Jullien D, Görlich D, Laemmli U K, Adachi Y
Institute of Cell & Molecular Biology, The University of Edinburgh, Edinburgh EH9 3JR, UK.
EMBO J. 1999 Aug 2;18(15):4348-58. doi: 10.1093/emboj/18.15.4348.
Replication protein A (RPA) is a eukaryotic single-stranded (ss) DNA-binding protein that is essential for general DNA metabolism. RPA consists of three subunits (70, 33 and 14 kDa). We have identified by two-hybrid screening a novel Xenopus protein called XRIPalpha that interacts with the ssDNA-binding domain of the largest subunit of RPA. XRIPalpha homologues are found in human and in Drosophila but not in yeast. XRIPalpha is complexed with RPA in Xenopus egg extracts together with another 90 kDa protein that was identified as importin beta. We have demonstrated that XRIPalpha, but not importin alpha, is required for nuclear import of RPA. Immunodepletion of XRIPalpha from the egg extracts blocks nuclear import of RPA but not that of nucleoplasmin, a classical import substrate. RPA import can be restored by addition of recombinant XRIPalpha. Conversely, depletion of importin alpha blocks import of nucleoplasmin but not that of RPA. GST-XRIPalpha pull-down assay shows that XRIPalpha interacts directly with recombinant importin beta as well as with RPA in vitro. Finally, RPA import can be reconstituted from the recombinant proteins. We propose that XRIPalpha plays the role of importin alpha in the RPA import scheme: XRIPalpha serves as an adaptor to link RPA to importin beta.
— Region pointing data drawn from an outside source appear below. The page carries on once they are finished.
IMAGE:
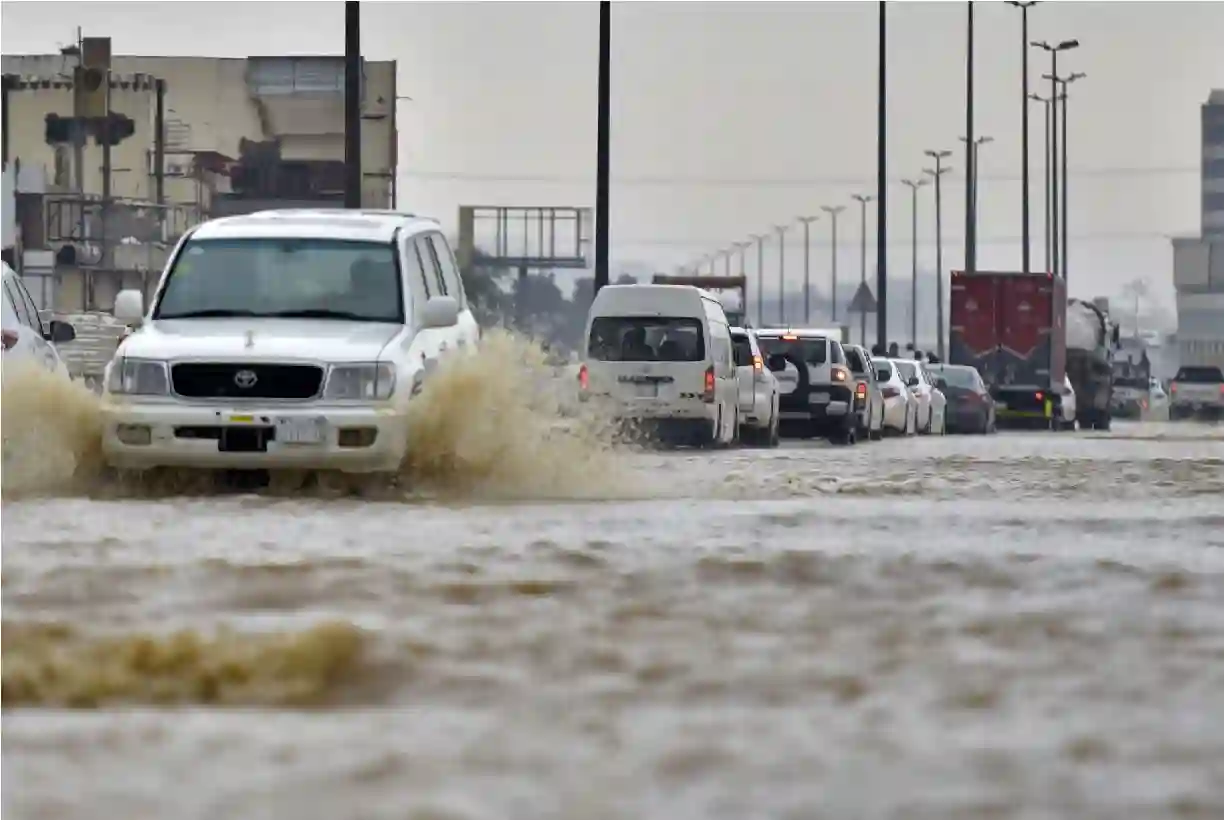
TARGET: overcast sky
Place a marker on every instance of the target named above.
(730, 118)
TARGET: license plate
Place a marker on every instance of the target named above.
(300, 431)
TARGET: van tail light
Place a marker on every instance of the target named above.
(708, 393)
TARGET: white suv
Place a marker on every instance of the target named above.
(285, 339)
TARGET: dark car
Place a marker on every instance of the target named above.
(970, 406)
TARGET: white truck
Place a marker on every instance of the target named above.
(1197, 391)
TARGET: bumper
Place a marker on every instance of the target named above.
(140, 436)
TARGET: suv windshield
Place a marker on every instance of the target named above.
(961, 377)
(907, 370)
(313, 278)
(812, 349)
(1200, 375)
(635, 338)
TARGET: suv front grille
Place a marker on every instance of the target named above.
(234, 381)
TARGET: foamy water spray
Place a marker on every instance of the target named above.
(491, 425)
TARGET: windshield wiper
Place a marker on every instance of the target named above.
(322, 313)
(217, 312)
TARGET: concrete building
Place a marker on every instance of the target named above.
(1198, 261)
(239, 135)
(1213, 165)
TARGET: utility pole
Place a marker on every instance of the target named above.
(781, 272)
(351, 104)
(1023, 5)
(862, 203)
(1065, 45)
(760, 277)
(832, 211)
(604, 147)
(881, 192)
(807, 267)
(935, 174)
(1049, 176)
(1066, 179)
(913, 185)
(971, 239)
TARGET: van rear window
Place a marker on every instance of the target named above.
(645, 338)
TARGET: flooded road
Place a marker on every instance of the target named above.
(1021, 626)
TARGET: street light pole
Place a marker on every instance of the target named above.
(863, 198)
(935, 174)
(1066, 179)
(832, 211)
(1065, 45)
(760, 277)
(807, 267)
(1049, 179)
(781, 272)
(913, 185)
(1023, 5)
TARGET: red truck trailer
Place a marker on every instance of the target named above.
(1011, 327)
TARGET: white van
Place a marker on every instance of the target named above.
(662, 356)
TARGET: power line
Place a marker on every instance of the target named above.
(906, 241)
(1120, 171)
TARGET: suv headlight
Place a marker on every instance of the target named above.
(138, 377)
(360, 382)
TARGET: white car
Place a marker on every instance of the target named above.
(759, 421)
(900, 405)
(660, 359)
(25, 337)
(285, 339)
(932, 403)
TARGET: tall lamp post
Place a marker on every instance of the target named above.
(1066, 180)
(935, 174)
(760, 277)
(1049, 175)
(1023, 5)
(832, 211)
(781, 272)
(913, 185)
(807, 267)
(973, 184)
(862, 200)
(1065, 45)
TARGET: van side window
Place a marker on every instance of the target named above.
(432, 271)
(415, 269)
(449, 271)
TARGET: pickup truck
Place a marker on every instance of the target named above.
(1196, 391)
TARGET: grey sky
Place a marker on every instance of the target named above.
(771, 102)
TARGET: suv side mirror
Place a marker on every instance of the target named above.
(441, 312)
(129, 306)
(60, 332)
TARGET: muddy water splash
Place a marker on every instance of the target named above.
(497, 425)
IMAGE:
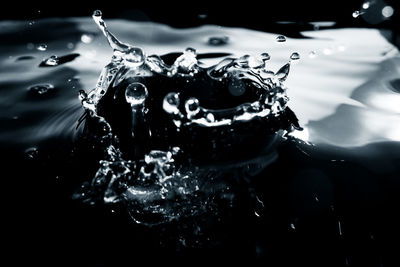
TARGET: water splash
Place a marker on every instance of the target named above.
(41, 89)
(155, 186)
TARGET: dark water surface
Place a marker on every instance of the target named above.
(329, 196)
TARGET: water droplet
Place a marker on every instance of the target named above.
(30, 46)
(218, 40)
(295, 56)
(265, 57)
(280, 39)
(136, 93)
(171, 103)
(97, 13)
(387, 11)
(202, 16)
(51, 61)
(41, 89)
(327, 51)
(312, 54)
(31, 153)
(86, 38)
(134, 57)
(192, 107)
(283, 72)
(42, 47)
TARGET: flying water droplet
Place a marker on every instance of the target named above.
(171, 103)
(280, 39)
(265, 57)
(192, 107)
(357, 13)
(86, 38)
(42, 47)
(51, 61)
(387, 11)
(283, 72)
(312, 54)
(41, 89)
(295, 56)
(136, 93)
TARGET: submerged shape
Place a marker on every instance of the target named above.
(168, 104)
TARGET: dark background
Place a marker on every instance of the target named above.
(250, 14)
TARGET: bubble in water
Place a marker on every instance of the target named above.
(295, 56)
(86, 38)
(387, 11)
(192, 107)
(41, 89)
(51, 61)
(171, 103)
(218, 40)
(280, 39)
(42, 47)
(136, 93)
复制蛋白A(RPA)是一种真核单链(ss)DNA结合蛋白,对一般DNA代谢至关重要。RPA由三个亚基(70、33和14 kDa)组成。我们通过双杂交筛选鉴定出一种名为XRIPα的非洲爪蟾新蛋白,它与RPA最大亚基的ssDNA结合结构域相互作用。在人类和果蝇中发现了XRIPα同源物,但在酵母中未发现。在非洲爪蟾卵提取物中,XRIPα与RPA以及另一种被鉴定为输入蛋白β的90 kDa蛋白形成复合物。我们已经证明,RPA的核输入需要XRIPα,而不是输入蛋白α。从卵提取物中免疫去除XRIPα会阻断RPA的核输入,但不会阻断核质蛋白(一种经典的输入底物)的核输入。添加重组XRIPα可以恢复RPA的输入。相反,去除输入蛋白α会阻断核质蛋白的输入,但不会阻断RPA的输入。GST-XRIPα下拉试验表明,XRIPα在体外直接与重组输入蛋白β以及RPA相互作用。最后,可以用重组蛋白重建RPA的输入。我们提出,XRIPα在RPA输入机制中发挥输入蛋白α的作用:XRIPα作为衔接子将RPA与输入蛋白β连接起来。